Rich women don't have claws. They have lawyers.
In this week’s top news, Toby Tiangco takes off his shoes in court, while Grace Ibuna and Aleli Arroyo finally answer the trivia, “Who gets to bury Iggy Arroyo?”
I would have loved to write about Toby’s feet but ABS-CBN news already has a full page report on that (what an ahhhmazing display of reporting skills) and I have nothing else to add to it except maybe to note that Toby’s blue and purple striped sock heel goes well with his shock of/shocking/shocked grey hair.
I had little choice but to dissect the private lives of Grace, the third wheel who wasn’t, and Aleli, the wife who narrowly escaped an annulment, instead. It’s not my fault they were everywhere this week, in newspapers, television news programs and even in my neighbor’s dog’s Facebook page.
|I'm loving that sock heel Toby.|
There’s nothing unique about the story really. The husband leaves, starts seeing someone else and dies. The interesting bit starts when the ladies battle it out for the body.
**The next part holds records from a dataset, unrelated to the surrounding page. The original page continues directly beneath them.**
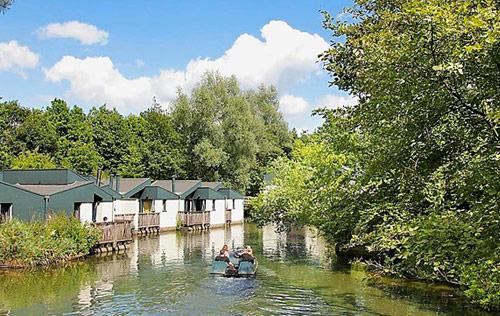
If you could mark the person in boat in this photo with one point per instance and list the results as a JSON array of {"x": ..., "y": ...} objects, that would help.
[
  {"x": 225, "y": 249},
  {"x": 247, "y": 255},
  {"x": 224, "y": 256}
]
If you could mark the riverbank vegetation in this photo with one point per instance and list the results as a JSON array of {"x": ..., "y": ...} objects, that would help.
[
  {"x": 217, "y": 133},
  {"x": 59, "y": 239},
  {"x": 407, "y": 178}
]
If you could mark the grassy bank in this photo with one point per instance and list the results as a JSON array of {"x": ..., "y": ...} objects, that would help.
[{"x": 59, "y": 239}]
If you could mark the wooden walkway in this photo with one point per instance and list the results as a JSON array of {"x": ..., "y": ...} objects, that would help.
[
  {"x": 113, "y": 235},
  {"x": 148, "y": 223},
  {"x": 196, "y": 220}
]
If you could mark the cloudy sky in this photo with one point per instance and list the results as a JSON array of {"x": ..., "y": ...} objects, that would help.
[{"x": 123, "y": 53}]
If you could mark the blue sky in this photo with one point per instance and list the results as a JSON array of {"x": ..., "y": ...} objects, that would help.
[{"x": 123, "y": 52}]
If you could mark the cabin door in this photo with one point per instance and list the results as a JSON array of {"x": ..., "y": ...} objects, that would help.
[
  {"x": 147, "y": 206},
  {"x": 5, "y": 212}
]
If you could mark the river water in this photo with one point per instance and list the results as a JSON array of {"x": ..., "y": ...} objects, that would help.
[{"x": 169, "y": 274}]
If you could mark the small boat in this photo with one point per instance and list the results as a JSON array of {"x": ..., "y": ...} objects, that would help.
[{"x": 240, "y": 268}]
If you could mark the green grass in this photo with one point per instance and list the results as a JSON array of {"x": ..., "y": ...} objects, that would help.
[{"x": 39, "y": 243}]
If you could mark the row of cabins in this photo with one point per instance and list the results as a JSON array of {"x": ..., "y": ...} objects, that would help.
[{"x": 146, "y": 204}]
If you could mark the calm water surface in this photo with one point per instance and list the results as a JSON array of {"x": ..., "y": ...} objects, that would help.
[{"x": 169, "y": 274}]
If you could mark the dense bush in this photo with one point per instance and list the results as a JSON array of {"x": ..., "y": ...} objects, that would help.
[
  {"x": 35, "y": 243},
  {"x": 409, "y": 175}
]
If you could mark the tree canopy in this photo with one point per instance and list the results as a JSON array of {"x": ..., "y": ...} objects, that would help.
[
  {"x": 411, "y": 171},
  {"x": 217, "y": 133}
]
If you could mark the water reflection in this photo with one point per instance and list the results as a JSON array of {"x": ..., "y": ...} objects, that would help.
[{"x": 169, "y": 274}]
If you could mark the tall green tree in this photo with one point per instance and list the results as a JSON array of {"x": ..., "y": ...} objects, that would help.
[
  {"x": 75, "y": 145},
  {"x": 411, "y": 172},
  {"x": 111, "y": 137},
  {"x": 227, "y": 134}
]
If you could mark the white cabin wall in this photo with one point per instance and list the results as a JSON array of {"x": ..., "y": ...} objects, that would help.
[
  {"x": 168, "y": 219},
  {"x": 128, "y": 206},
  {"x": 86, "y": 213},
  {"x": 237, "y": 215},
  {"x": 217, "y": 216},
  {"x": 104, "y": 209}
]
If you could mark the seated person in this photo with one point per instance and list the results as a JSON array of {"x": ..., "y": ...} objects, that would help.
[
  {"x": 225, "y": 258},
  {"x": 222, "y": 257},
  {"x": 248, "y": 255}
]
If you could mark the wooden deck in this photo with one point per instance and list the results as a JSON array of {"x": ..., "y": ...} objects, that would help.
[
  {"x": 148, "y": 223},
  {"x": 114, "y": 234},
  {"x": 195, "y": 219}
]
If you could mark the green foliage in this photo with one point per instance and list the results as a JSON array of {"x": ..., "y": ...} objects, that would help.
[
  {"x": 227, "y": 134},
  {"x": 35, "y": 243},
  {"x": 411, "y": 172},
  {"x": 218, "y": 133},
  {"x": 32, "y": 160}
]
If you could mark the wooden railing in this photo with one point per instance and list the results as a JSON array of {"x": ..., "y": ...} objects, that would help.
[
  {"x": 194, "y": 218},
  {"x": 149, "y": 220},
  {"x": 114, "y": 232},
  {"x": 125, "y": 217}
]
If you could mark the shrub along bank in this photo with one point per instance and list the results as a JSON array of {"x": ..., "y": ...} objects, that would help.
[
  {"x": 410, "y": 172},
  {"x": 24, "y": 244}
]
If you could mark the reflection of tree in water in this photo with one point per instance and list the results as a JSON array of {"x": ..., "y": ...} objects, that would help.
[
  {"x": 25, "y": 290},
  {"x": 295, "y": 244},
  {"x": 196, "y": 245}
]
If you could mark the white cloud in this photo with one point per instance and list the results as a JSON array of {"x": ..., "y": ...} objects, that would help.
[
  {"x": 87, "y": 34},
  {"x": 293, "y": 105},
  {"x": 15, "y": 57},
  {"x": 139, "y": 63},
  {"x": 96, "y": 79},
  {"x": 283, "y": 58},
  {"x": 331, "y": 101}
]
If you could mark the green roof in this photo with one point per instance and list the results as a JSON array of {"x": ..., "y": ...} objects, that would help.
[
  {"x": 106, "y": 188},
  {"x": 183, "y": 188},
  {"x": 231, "y": 194},
  {"x": 206, "y": 194},
  {"x": 212, "y": 185},
  {"x": 131, "y": 186},
  {"x": 157, "y": 193}
]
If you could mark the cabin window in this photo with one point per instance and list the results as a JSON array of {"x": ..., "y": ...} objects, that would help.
[
  {"x": 5, "y": 212},
  {"x": 76, "y": 210},
  {"x": 200, "y": 205}
]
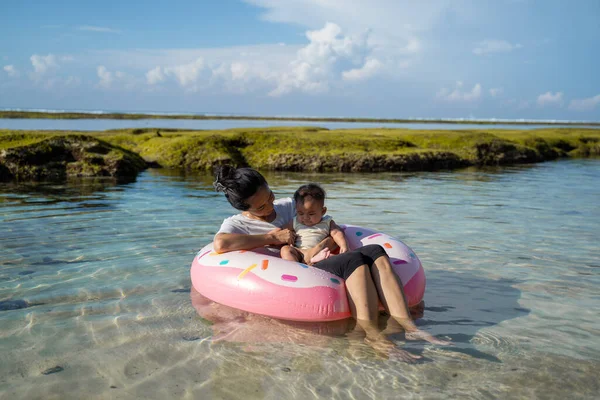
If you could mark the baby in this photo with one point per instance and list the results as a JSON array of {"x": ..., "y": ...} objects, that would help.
[{"x": 312, "y": 226}]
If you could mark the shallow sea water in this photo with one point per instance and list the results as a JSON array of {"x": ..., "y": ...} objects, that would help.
[{"x": 94, "y": 279}]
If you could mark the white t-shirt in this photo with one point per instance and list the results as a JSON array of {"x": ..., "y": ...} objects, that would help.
[
  {"x": 239, "y": 223},
  {"x": 308, "y": 237}
]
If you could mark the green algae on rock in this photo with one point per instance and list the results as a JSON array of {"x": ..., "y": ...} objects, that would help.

It’s not funny but it’s mildly amusing. There are no episodes requiring the services of bouncers of epic proportions, no scratching of nine inch nails, no tearing of hair and no words deadlier than shrapnel. Instead we see the delicate raising of trimmed eyebrows and the clinking of fine china over legal papers in London, proof that the law has more bite than promises of fidelity at an altar.
Even when they meet in public, hair follicles and makeup remain intact as Grace and Aleli retire to opposite sections of the church with their respective entourages, one group in white and the other in black. The “fight” is so uncharacteristic, it‘s like watching some weird paranormal activity.
Online, the violent reactions are more surprising considering the fact that none of the comment posters are the principal characters in the issue. Among some online circles, the consensus is to condemn the other woman for conduct unbecoming of a third wheel. We are a Catholic nation after all. Grace should emulate President Erap’s women who respectfully give way to the woman who holds the marriage contract (for people who cannot detect sarcasm an inch away, I'm obviously not being serious here) .
In male offline circles, the type created by bonds forged by 5% alcohol content, the talk is more subdued but in agreement. Perhaps the wife has razor sharp teeth, hence the husband's exit.
Wait a minute, why does it always have to be the women’s fault? Wasn’t there a dead man somewhere in the story too?
And that’s as far as I go. No one has access to the whole story. It’s time to say, “Mind your own business.”